Bellet acknowledges that it’s not the first smart stethoscope out there, but Eko is the first to connect to a smartphone and wirelessly transfer a heart recording.
While much of the medical field has gone digital, it’s been a slow transition for the nearly 200-year-old stethoscope.
“It has been stuck in the analog world,” said Mayo Clinic’s Dr. Charanjit S. Rihal. “With heart sounds, even if you’re good at examining patients … then what? It’s in our heads, we make diagrams, but a year later, do [doctors] really remember what you heard?

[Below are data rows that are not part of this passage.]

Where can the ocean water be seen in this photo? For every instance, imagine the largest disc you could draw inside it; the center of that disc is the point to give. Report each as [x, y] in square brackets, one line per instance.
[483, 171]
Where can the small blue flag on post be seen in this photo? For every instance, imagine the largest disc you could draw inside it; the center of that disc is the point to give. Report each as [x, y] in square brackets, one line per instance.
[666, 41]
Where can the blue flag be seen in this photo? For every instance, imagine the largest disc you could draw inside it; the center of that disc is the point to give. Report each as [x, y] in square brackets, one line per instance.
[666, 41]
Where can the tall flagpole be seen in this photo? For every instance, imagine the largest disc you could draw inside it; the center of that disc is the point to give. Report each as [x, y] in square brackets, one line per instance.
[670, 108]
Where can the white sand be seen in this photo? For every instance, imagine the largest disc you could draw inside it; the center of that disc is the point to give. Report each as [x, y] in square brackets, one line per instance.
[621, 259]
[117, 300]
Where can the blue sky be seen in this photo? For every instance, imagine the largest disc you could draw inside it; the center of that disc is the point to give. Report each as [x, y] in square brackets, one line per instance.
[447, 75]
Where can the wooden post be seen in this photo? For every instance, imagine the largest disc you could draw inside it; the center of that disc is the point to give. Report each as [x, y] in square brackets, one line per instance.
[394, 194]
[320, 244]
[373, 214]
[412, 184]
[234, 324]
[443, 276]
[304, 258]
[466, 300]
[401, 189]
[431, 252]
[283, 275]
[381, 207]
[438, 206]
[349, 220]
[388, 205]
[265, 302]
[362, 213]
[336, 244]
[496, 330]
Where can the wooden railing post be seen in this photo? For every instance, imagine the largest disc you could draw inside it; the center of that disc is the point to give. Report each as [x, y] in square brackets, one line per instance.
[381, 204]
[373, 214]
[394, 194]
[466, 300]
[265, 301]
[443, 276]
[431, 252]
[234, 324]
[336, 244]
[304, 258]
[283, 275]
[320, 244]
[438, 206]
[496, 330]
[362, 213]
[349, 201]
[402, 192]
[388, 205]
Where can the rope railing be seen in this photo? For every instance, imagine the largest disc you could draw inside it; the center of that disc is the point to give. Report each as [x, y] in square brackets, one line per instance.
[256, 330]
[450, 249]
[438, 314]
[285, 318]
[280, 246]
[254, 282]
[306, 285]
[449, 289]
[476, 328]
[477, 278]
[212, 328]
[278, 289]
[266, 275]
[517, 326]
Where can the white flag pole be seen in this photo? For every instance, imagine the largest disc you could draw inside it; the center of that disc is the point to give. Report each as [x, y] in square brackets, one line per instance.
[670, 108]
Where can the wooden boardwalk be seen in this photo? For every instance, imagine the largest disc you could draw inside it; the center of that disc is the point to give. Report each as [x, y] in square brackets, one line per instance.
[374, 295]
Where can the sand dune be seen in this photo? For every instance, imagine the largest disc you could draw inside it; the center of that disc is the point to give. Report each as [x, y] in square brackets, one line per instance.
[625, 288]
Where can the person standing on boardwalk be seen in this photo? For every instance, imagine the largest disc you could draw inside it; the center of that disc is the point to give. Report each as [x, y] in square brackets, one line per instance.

The answer is they cannot.”
Eko, which has received $2.8 million in funding, is only just beginning its cardiovascular innovations.
“The real value is if engineers can figure out ways to analyze the sounds using algorithms,” said Rihal, who joined Eko as an adviser.
And that’s exactly what Eko is looking to do. It is conducting trials in two San Francisco hospitals to pool heartbeat data from 200 kids and 200 adults. This data will be analyzed and tested to help develop a Shazam-like heartbeat functionality that Eko is building. It will undergo separate FDA-testing, which is slated for early 2016.